According to experts at the Financial Action Task Force, bulk cash smuggling is one of the three principal international money laundering methodologies. Bulk cash refers to the large amounts of currency notes that criminals can accumulate through illicit activity – particularly narcotics trafficking. Smuggling, in the context of bulk cash, refers to money launderers’ subsequent attempts to physically transport the cash from one country to another – for example from the United States to Mexico—where it is easier to launder.
While estimates of U.S. narcotics sales vary widely from $50 billion to $100 billion annually, $100 billion in drug sales may generate as much as 20 million pounds of currency! As a result, those who launder narcotics proceeds have a logistics problem. A money launderer attempting to make a bank deposit of $1 million in $100 bills would have a stack of cash standing 5 feet high and weighing more than 20 pounds! Smaller denominations would make the transaction even more absurd. It takes fifty thousand $20 bills, weighing more than 100 pounds, to make $1 million.
The logistics issues coupled with mandated financial transparency reporting requirements imposed on financial institutions by the U.S. government, have increasingly driven narcotics trafficking organizations to try to smuggle bulk cash into jurisdictions such as Mexico, where placing their ill-gotten gains into financial networks is much easier….

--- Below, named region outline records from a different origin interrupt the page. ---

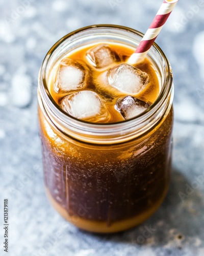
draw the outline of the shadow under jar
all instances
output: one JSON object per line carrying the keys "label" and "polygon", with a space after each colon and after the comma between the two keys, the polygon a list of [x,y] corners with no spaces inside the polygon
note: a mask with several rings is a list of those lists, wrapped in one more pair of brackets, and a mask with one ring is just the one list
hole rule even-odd
{"label": "shadow under jar", "polygon": [[137,117],[117,123],[90,123],[65,113],[51,96],[49,79],[57,61],[82,46],[116,41],[135,48],[142,36],[118,26],[84,28],[57,42],[40,71],[38,115],[47,195],[63,217],[88,231],[130,228],[162,202],[171,163],[171,67],[154,44],[147,58],[158,76],[159,96]]}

…There are exciting developments in an emerging breed of software that can explore and analyze data to help uncover unknown patterns, links, opportunities and insights that can drive pro-active, cause-based decisions. Often referred to as “predictive analytics,” it is now available to help law enforcement sort through large volumes of data to predict the likelihood of targeted activity. A limited pilot program has proved very successful in intercepting narcotics flowing north from Mexico into the United States. I believe this same technology could revolutionize law enforcement decision-making at the border by increasing our odds of identifying, intercepting, and seizing bulk cash.